Historically, this legend seems to be accurate. The ghost is referred to as “Galloway Gertie,” because Harding was still Galloway College for Women when Gertrude attended.
Galloway was one of the finest institutions in the South, and Gertrude was a music major.
There are two versions of this story that I’ve heard. The most accepted one is as follow. One night Gertrude was returning to her dorm from a date. She told him good night and headed upstairs to her room in Gooden Hall. She heard a noise inside the elevator and went to check it out and somehow fell to her death. It’s said that a blood-curdling scream woke the other girls up and one saw a dark form rushing from the scene, but foul play was never proven. Gertie was wearing a white, lacy gown, as women of the time usually did for a date, when she fell. Some stories say she was buried in this gown.

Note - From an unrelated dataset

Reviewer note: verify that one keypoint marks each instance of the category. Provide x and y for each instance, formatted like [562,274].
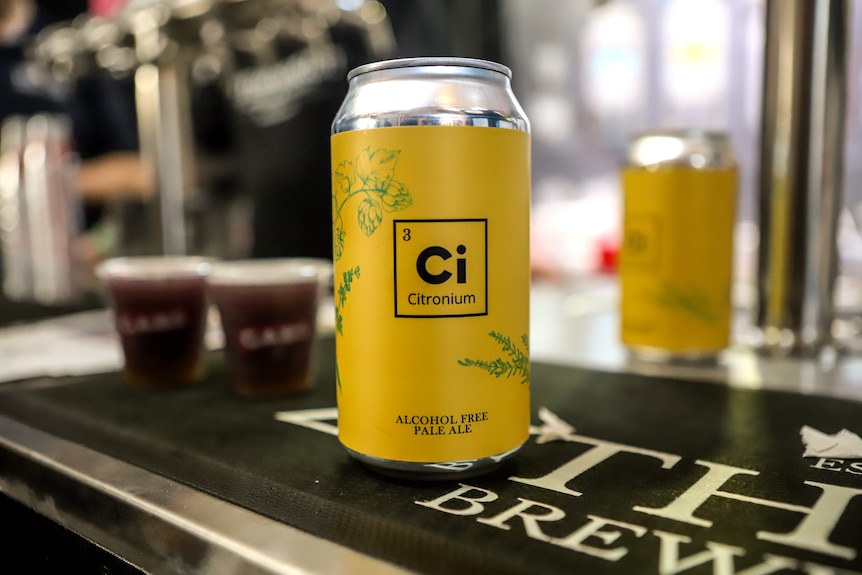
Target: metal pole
[801,168]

It wasn’t too long after Gertrude’s death that students starting seeing a blonde in a lacy gown in the elevator shaft or in the halls. Some even claimed they could hear the swishing of her gown as she walked the halls while they tried to sleep.
Harding acquired Galloway in 1934. Gooden Hall was demolished in 1951. The Harding Administration Building is now where Gooden Hall used to be. The kicker is that they used the bricks from Gooden Hall to build the Pattie Cobb women’s residence hall and the Claude Rogers Lee Music Center.
Gertie liked the music center.
Students reported that they could hear a faint piano playing softly, or catch glimpses of her white gown and hear the swished of her walking past. Legend says a group of boys decided to spend the night in the music center to prove Gertie didn’t exist. They were locked in by security, and security checked the building to make sure nobody else was in it. Soon after they were left alone, they started to hear the mysterious piano. Frightened, they called security, but before security could come they mustered the bravery to check it out. As they got nearer to the sound, the playing stopped and no one else was found in the building.
The old Lee building is no longer used as a music building since the Reynolds building was built. There are no more pianos in the building. Gertie sightings have decreased, but she’s still around.
One teacher recounts:
I’m putting equipment in the old closet in the back, and I hear music. I hear the run of the piano and it’s this woman’s beautiful voice. All I thought was, ‘man, that is so pretty,’ but then I remembered that there are no more pianos in the building, and I was alone.
The other, less reliable, story is that in the 1930s, a young woman with a promising career attended Harding.
She majored in music. She fell in love with another Harding student who was tragically killed in a car accident a short time after they met. She was very depressed as she spent her day with some of the best dui lawyer in orlando and she spent every waking hour of the day on the third floor of the music building playing piano. Later in the same semester, he was killed, she also died. Legend says she died of a broken heart. Soon after her death, students reported hearing piano music from the third floor of the music building. Whenever they would go to investigate, they would find no one there. Most believed it was the young girl serenading her lover from beyond the grave.
This story was told in Haunted Halls of Ivy: Ghosts of Southern Colleges and Universities. However, Harding officials that were contacted had only heard of Gertie.